NIEDERLAGE FÜR PETA

Affen-Selfie war doch legal

Ein Affe macht mit der Kamera eines Tierschützers ein Selfie – das klingt eigentlich nach einer netten Geschichte. Die Tierschutz-Organisation Peta zog gegen das Bild allerdings zu Felde.
Gabriel Kords Gabriel Kords
Barbara Munker Barbara Munker
Dieses Foto ist der Stein des Anstoßes.
Dieses Foto ist der Stein des Anstoßes. Imago/ Danita Delimont /David Slater
London.

Der bizarre Streit um das Urheberrecht eines Affen an seinem Selfie-Foto ist wahrscheinlich beigelegt – mit einer krachenden Niederlage für Peta. Ein Berufungsgericht in San Francisco wies die Klage der Tierschutz-Organisation ab. Sie hatte im Namen des Affen eine Urheberrechtsverletzung mit dem Foto geltend gemacht.
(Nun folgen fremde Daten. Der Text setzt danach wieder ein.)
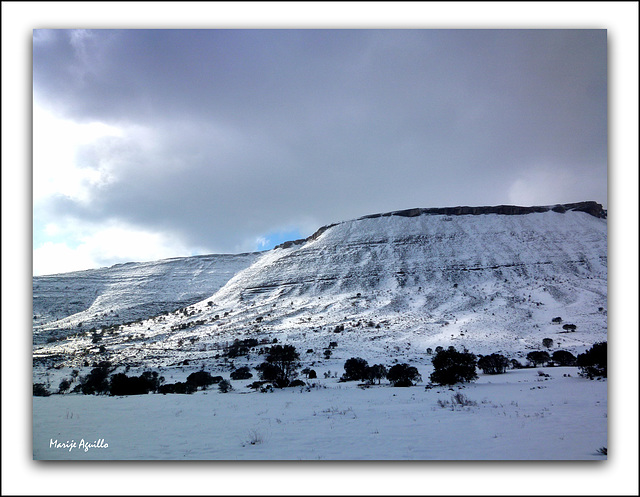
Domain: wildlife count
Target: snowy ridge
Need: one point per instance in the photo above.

Der insgesamt fast dreijährige Rechtsstreit drehte sich um Bilder, die ein Makake namens Naruto auf der indonesischen Insel Sulawesi bereits im Jahr 2011 von sich gemacht hatte. Der Affe drückte damals auf den Auslöser einer Kamera des Naturfotografen David J. Slater. Peta klagte 2015 im Namen des Affen auf die Rechte an den Bildern. Zunächst wurde die Klage abgewiesen, dann aber der Fall in zweiter Instanz vor einem US-Gericht in San Francisco verhandelt. Er sei wohl der erste Mensch, der von einem wilden Tier verklagt werde, hatte Slater damals gesagt.

Im September 2017 hatten sich Slater und Peta außergerichtlich auf einen Vergleich einigen Wollen, demzufolge Peta die Klage zurückgezogen hätte, sofern Slater ein Viertel seiner Einnahmen aus dem Foto für den Erhalt des Lebensraumes der Affen in Indonesien gespendet hätte.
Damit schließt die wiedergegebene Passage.